Cameron’s refusal to hold a proper UK inquiry into the conviction of al-Megrahi for the Lockerbie atrocity on the grounds that “there was a proper process, a proper court proceeding” simply doesn’t stand up to even the slightest scrutiny.

The most crucial evidence concerns the metal coatings and the circuit board of the timer fragment used in the bombing which was different from the timer which the Libyans believed was made exclusively for them.

Then there was the extreme unreliability of the only witness who claimed to identify Megrahi, the Maltese shopkeeper Tony Gucci, whose evidence was profoundly compromised by the fact that the US offered him a reward of $2 million and that he changed his story many times.

Then there was the security guard at Heathrow who challenged the court’s conclusion that the bomb was transferred from a flight from Frankfurt by revealing that there had been a break-in to Pan Am’s baggage 17 hours before the bombing.

Hardly any of this has been tested in court, so Cameron’s sweeping aside a full inquiry is either naive or is concealing information he would rather not see exposed. But there are still more questions which need to be answered.

Some of these were raised by the Scottish Criminal Cases Review Board which in an 800-page report set out in detail the grounds for believing that there could well have been a miscarriage of justice. If Megrahi was the murderer, it seems extraordinary that, as alleged at the trial, he carried out the crime using his own passport, stayed in the hotel he regularly used, and used normal flights to and from Malta.

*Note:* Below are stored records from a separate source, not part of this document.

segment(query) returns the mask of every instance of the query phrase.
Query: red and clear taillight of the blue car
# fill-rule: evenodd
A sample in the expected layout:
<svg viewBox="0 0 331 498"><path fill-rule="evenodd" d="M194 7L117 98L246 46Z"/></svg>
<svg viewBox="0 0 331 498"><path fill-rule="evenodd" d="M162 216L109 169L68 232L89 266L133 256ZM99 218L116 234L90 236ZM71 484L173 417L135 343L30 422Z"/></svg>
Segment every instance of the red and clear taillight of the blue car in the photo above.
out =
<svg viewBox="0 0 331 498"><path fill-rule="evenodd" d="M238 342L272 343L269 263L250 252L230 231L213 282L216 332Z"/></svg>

It has also never been answered why Megrahi abandoned his second appeal, which he strongly asserted would confirm his innocence, just before his release was announced. To say the least, that suggests that the new evidence he was bringing forward could have been extremely embarrassing to Western security agencies and why his release might have been quickly arranged on condition he withdrew his appeal. That would certainly explain why a man predicted to be at death’s door as the reason for his release in the event took nearly 3 years to die.

The suspicion that Cameron may well have reasons to want to sweep all this under the carpet is precisely why it is important that those with powerful interests to protect should not be allowed to get away with it.

Conspiracy theories abound – that the release of Megrahi was the condition for securing Western access to Libyan oil, or that the US wanted to switch the blame from the most obvious suspects (the Iranians, following the shooting down of an Iranian civil aircraft with the loss of 280 lives by a US warship, the USS Vincennes, just beforehand) in order not to antagonise Arab opinion in the run-up to the first Iraq war – and that is why it’s important that even at this stage the truth should finally be known and that the perpetrators should be fully held to account.

One Comment

  1. Namron7 says:

    Thanks. Nice article which is well crafted.

    Once again (sigh), Cameron is revealed for what he really is: a bumbling butler for the elite. And a fool, to boot.

    He doesn’t get that the British aren’t as thick as the Americans.